So I got to thinking of ways to get round having to use yet another chip.
I had a slow start to the work day so i thought I'd pick you guys brains.
All that soon changed when one of the other old guys couldnt cope with what he was asked to do, So muggings came to the rescue and we swapped jobs for the night.



Sod it you may as well see the scruffy drawing.



The Escabedo VCF is capable of some nice sounds. Some great formant sounds. Unfortunately I didnt catch them on the demo IIRC.
I might well stick with it If I cant manage to use the svf. (Harold Sabratone's version)



Edit;
I'd like to have the possibilty to hook the Modulation lfo up to the VCF as well as the AR out.
I've reposted the drawing

[Kipper4]

Something like this for simplicity?
Some values may vary.

[Fender3D]

You wait till Stephens see that fender . Lol

I thought you were looking for a new logo for your strat's pickguard 

[ElectricDruid]

Why so determined to avoid the venerable and trustworthy LM13700 SVF?

I mean, it has a few faults like most circuits, but it works and its many variations are widespread.
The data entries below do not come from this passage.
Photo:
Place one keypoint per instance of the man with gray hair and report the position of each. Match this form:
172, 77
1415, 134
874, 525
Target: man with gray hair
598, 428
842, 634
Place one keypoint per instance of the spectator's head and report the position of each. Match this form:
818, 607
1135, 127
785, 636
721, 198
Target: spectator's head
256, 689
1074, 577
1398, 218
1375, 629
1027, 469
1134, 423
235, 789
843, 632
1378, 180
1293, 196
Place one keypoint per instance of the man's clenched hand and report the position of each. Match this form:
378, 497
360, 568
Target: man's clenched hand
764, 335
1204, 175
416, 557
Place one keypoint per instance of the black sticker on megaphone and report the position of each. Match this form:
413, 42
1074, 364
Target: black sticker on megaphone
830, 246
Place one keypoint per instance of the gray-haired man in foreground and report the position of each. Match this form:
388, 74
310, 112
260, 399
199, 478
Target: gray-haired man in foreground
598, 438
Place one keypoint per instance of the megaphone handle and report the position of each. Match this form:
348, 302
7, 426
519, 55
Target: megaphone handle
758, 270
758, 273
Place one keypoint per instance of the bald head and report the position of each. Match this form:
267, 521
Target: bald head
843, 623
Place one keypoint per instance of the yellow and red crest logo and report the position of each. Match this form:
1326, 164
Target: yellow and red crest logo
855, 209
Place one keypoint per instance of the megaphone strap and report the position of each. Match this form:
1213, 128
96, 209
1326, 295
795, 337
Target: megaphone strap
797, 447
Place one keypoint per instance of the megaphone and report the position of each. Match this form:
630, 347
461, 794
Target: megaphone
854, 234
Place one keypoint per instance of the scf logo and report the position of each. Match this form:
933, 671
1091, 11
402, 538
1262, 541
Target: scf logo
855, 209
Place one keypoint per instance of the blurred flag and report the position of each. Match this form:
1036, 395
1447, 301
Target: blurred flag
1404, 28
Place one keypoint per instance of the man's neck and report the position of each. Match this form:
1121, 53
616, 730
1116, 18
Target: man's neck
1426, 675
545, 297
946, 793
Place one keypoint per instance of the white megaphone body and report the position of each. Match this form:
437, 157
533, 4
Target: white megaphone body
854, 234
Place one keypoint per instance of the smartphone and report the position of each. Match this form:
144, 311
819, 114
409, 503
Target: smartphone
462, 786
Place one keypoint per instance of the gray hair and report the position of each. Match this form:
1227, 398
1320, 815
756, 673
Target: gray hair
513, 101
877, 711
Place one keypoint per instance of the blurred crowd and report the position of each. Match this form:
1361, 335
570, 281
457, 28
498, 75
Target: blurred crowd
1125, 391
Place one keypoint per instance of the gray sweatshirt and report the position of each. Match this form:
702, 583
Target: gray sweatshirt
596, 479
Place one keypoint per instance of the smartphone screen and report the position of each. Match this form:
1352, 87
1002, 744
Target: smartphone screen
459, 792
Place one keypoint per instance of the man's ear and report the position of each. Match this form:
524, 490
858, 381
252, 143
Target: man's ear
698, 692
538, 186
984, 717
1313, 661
You can have a simple version with no input mixer which does just BP and LP, or the full version with a mixer which can do HP, BP and LP. You can use the cr*ppy on-chip darlington buffers with a cap to ground, or you can upgrade to external op-amp integrator stages.

My biggest problem with it is control feedthrough, which I've never been able to get low enough. This isn't a problem for low frequency modulations, but if you whack the control input with something spiky or at an audio rate, you'll hear it on the output, even with no input. If anyone's got any clues on that one, I'm all ears...

Otherwise, it's a great circuit any way you do it. It even distorts nicely, especially if you ignore the "linearisation" diodes and stick with the native tanh response - trading distortion to improve S/N.

Tom

[Kipper4]

Well I tried the bjt idea and it had the effect of turning the svf into an vca.
No go.

I tried the tl074 svf with a vactrol from AR out and lfo out and it works well. vactrol has a variable CLR. Some more options there too. Reso.  Another vactrol (or variable R) for the lpf.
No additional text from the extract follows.